Drosophila melanogaster has proven to be a useful model system for elucidating the pathways of innate immunity, but could worms become the new Drosophila? A new study shows that worms, although they lack the Toll and Imd pathways by which Drosophila respond to bacterial and fungal infections, can produce antimicrobial peptides in response to infection.

The authors used a microarray strategy to identify genes induced in worms after infection with the fungus Drechmeria coniospora and the Gram-negative bacterium Serratia marcescens. Only two genes (nlp-29 and cnc-2), which encode peptide molecules, were strongly induced by both infections. An additional four genes were induced after infection with D. coniospora. A representative member of the peptide family, neuropeptide-like protein-31 (nlp-31), was synthesized and found to have antifungal activity in vitro.

To study the induction of these peptides in vivo, transgenic worms were generated expressing green fluorescent protein under control of the nlp-29 and nlp-31 promoters. Expression of nlp-31 in the hypodermis increased after D. coniospora infection. In addition to the hypodermal expression, localized expression was observed in the nlp-29-transgenic worms in the vulval region where the fungal spores adhered.

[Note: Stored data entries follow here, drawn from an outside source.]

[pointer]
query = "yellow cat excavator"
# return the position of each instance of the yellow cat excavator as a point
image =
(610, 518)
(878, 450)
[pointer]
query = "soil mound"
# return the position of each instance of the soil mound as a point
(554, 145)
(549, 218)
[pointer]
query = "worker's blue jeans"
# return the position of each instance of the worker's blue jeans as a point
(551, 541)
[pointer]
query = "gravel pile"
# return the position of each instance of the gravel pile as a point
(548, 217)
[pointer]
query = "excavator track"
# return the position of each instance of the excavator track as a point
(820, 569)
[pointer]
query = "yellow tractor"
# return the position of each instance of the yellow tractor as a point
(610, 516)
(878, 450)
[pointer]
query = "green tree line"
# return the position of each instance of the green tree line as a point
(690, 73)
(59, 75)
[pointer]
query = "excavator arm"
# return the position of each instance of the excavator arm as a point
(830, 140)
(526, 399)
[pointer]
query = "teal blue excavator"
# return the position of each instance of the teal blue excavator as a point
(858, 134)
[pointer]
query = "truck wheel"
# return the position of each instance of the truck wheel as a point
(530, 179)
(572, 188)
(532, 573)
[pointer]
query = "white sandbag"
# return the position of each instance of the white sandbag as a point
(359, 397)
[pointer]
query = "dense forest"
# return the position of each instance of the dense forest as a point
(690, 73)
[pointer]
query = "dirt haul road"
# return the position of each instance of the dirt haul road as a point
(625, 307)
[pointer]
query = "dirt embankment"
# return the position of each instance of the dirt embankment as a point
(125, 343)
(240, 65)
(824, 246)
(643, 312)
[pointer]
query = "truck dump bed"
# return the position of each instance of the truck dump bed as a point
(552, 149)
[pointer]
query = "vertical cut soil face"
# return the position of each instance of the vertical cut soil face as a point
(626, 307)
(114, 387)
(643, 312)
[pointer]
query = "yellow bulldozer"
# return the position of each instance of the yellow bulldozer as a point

Worms have a single Toll-like receptor gene, tol-1 . So, does tol-1 control expression of the antimicrobial peptides? Tol-1 mutants were no more susceptible than wild-type worms to infection with D. coniospora, indicating that tol-1 does not control antifungal defence. But worms have an additional gene that encodes another Toll/interleukin-1 receptor (TIR)-domain-containing protein. The authors called this gene tir-1. Of the five possible isoforms, tir-1a is a homologue of the vertebrate TIR-domain-containing adaptor protein SARM (sterile α and armadillo motif protein), the function of which is unknown. When tir-1 was inactivated by RNA interference, the worms were more susceptible to infection, and production of the antimicrobial peptides was reduced. Because tol-1 has no role in regulating peptide expression, it seems that tir-1 is not coupled to an upstream TIR-domain-containing receptor, and the authors suggest that this might also be the case for SARM.

To characterize tir-1 interactions, a yeast two-hybrid screen was carried out. Eight proteins, as well as tir-1, were identified in this screen. Two of these genes, corresponding to the small GTPase Rab1 and the f-subunit of ATP synthase, were required for expression of the antimicrobial peptides, although how these interactions control peptide expression has yet to be determined.